10.1088/0004-637X/695/2/834

X-rays from planetary nebulae (PNs) are believed to originate from a shock driven into the fast stellar wind (v ~ 1000 km/s) as it collides with an earlier circumstellar slow wind (v ~ 10 km/s). In theory, the shocked fast wind (hot bubble) and the ambient cold nebula can remain separated by magnetic fields along a surface referred to as the contact discontinuity (CD) that inhibits diffusion and heat conduction. The CD region is extremely difficult to probe directly owing to its small size and faint emission. This has largely left the study of CDs, stellar-shocks, and the associated micro-physics in the realm of theory. This paper presents spectroscopic evidence for ions from the hot bubble (kT ~ 100 eV) crossing the CD and penetrating the cold nebular gas (kT ~ 1 eV).
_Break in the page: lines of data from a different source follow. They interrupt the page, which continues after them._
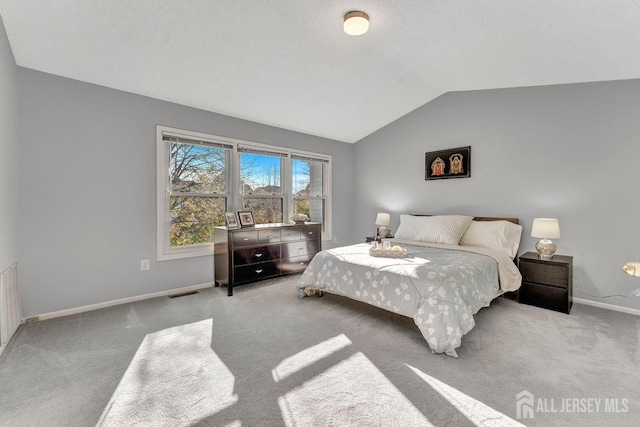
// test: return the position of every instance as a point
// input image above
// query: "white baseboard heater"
(10, 309)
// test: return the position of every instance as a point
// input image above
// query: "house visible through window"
(261, 184)
(309, 189)
(200, 177)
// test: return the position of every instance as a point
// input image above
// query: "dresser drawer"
(548, 274)
(290, 234)
(268, 236)
(249, 273)
(295, 264)
(310, 233)
(545, 296)
(304, 247)
(245, 238)
(257, 254)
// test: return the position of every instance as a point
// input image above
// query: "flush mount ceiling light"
(356, 23)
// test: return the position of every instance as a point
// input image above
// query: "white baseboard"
(91, 307)
(613, 307)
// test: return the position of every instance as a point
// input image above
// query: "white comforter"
(441, 287)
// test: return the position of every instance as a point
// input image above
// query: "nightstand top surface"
(559, 259)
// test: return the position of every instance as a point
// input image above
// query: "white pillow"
(501, 235)
(445, 229)
(410, 226)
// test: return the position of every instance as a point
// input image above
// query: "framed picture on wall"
(450, 163)
(246, 219)
(232, 220)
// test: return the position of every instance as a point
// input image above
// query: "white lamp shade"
(545, 228)
(356, 23)
(383, 219)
Specifically, a narrow radiative recombination continuum (RRC) emission feature is identified in the high resolution X-ray spectrum of the PN BD+30 3639 indicating bare C VII ions are recombining with cool electrons at kT_e=1.7+-1.3 eV. An upper limit to the flux of the narrow RRC of H-like C VI is obtained as well. The RRCs are interpreted as due to C ions from the hot bubble of BD+30 3639 crossing the CD into the cold nebula, where they ultimately recombine with its cool electrons. The RRC flux ratio of C VII to C VI constrains the temperature jump across the CD to Delta kT > 80 eV, providing for the first time direct evidence for the stark temperature disparity between the two sides of an astrophysical CD, and constraining the role of magnetic fields and heat conduction accordingly. Two colliding-wind binaries are noted to have similar RRCs suggesting a temperature jump and CD crossing by ions may be a common feature of stellar wind shocks.